Por desgracia, toda la fantasía desbordada de los poderes del mago en acción, su no
sometimiento a las reglas de la naturaleza, se iría diluyendo con el paso de las décadas,
hasta dejar reducidos los poderes cuasidivinos de Mandrake al uso de hiponosis pura y
simple (explicación que, naturalmente, no explica ni la décima parte de las habilidades
mostradas por el personaje durante sus años de exotismo). La muerte de Phil Davis y su
breve sustitución por su propia esposa primero y por Fred Fredericks más tarde fue
convirtiendo a Mandrake en un detective de aspecto algo ridículo, con aventuras caseras
en los años sesenta y más tarde con un acercamiento al jamesbondismo al que no
pudieron escapar muchos de los grandes personajes clásicos de prensa.

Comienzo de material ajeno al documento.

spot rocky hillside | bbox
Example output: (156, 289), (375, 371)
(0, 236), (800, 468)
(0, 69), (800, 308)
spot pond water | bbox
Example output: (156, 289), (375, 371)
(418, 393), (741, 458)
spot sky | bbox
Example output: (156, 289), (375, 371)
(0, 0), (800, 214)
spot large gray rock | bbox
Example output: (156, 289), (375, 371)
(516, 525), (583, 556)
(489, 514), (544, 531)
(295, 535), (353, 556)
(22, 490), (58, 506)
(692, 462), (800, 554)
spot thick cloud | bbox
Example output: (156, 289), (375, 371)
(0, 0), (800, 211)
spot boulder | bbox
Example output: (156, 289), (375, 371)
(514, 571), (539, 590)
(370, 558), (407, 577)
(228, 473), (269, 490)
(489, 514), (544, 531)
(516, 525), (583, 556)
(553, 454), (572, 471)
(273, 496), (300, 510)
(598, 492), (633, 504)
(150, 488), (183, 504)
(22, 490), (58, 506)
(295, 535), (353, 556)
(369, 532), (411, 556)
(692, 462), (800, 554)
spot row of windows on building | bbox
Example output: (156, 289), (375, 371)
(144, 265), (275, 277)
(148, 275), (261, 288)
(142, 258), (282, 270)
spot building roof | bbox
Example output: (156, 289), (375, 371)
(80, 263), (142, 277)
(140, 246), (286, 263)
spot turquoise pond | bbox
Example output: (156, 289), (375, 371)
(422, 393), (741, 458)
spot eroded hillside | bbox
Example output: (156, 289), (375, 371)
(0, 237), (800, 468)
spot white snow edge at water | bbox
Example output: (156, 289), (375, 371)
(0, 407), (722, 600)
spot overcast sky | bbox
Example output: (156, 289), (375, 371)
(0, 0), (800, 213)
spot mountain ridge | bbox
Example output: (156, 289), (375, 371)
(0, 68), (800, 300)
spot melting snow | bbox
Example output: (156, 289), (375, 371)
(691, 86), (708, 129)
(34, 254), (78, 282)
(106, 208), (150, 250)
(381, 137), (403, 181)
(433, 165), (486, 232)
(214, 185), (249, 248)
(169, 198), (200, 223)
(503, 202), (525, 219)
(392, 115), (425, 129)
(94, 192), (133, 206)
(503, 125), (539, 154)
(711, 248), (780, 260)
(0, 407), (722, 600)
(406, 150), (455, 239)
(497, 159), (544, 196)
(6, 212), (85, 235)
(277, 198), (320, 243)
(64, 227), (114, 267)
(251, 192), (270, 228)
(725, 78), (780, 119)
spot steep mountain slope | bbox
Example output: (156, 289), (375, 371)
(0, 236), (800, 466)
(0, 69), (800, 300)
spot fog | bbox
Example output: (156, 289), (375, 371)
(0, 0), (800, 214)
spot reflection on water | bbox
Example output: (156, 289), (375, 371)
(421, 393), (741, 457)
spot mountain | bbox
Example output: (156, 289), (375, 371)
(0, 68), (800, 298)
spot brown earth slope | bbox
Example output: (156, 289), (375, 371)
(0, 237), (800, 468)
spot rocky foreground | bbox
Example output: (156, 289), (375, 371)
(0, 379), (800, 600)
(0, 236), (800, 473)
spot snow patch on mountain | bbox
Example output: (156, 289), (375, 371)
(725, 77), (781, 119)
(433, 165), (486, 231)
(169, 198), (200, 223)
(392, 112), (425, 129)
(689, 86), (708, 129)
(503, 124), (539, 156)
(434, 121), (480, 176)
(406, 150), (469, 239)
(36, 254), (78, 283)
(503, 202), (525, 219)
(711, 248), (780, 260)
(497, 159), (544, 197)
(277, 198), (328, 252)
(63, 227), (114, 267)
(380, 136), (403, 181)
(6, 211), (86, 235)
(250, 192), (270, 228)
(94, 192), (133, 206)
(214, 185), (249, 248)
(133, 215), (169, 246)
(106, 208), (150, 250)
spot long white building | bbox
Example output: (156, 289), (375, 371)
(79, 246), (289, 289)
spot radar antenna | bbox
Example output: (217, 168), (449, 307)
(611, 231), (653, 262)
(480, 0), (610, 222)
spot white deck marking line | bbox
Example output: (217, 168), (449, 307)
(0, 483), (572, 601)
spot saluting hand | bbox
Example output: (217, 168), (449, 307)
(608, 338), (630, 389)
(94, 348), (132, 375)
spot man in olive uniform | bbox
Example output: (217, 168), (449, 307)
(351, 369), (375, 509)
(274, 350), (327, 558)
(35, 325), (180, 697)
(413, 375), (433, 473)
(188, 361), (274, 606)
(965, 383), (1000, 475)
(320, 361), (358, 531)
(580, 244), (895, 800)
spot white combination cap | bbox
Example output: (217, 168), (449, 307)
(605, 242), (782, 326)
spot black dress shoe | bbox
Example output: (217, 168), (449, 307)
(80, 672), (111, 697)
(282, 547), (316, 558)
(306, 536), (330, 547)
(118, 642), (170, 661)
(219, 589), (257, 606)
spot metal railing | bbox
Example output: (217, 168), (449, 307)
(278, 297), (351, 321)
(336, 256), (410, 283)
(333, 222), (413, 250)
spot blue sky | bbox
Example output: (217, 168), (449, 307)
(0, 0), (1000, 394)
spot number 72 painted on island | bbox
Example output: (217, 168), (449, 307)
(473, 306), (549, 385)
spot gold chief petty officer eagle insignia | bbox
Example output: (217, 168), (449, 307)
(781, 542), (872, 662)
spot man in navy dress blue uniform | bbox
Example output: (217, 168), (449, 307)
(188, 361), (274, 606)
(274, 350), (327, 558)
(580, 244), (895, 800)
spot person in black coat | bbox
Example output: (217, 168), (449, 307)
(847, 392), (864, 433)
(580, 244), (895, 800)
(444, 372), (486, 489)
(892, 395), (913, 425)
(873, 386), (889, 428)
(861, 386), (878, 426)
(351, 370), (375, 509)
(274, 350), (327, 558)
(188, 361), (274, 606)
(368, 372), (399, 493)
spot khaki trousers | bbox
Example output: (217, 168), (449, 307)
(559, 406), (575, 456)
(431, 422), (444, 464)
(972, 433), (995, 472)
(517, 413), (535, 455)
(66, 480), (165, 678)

Mandrake queda pues como título característico e imprescindible de los tiempos en que
los cómics podían diversificarse y explorar conceptos y estirar a placer sus argumentos,
cuando a nadie se le ocurría poner trabas a la fantasía, pues por propia definición ésta es
incontenible. Basta un pase mesmérico y un chasquear de dedos para demostrarlo.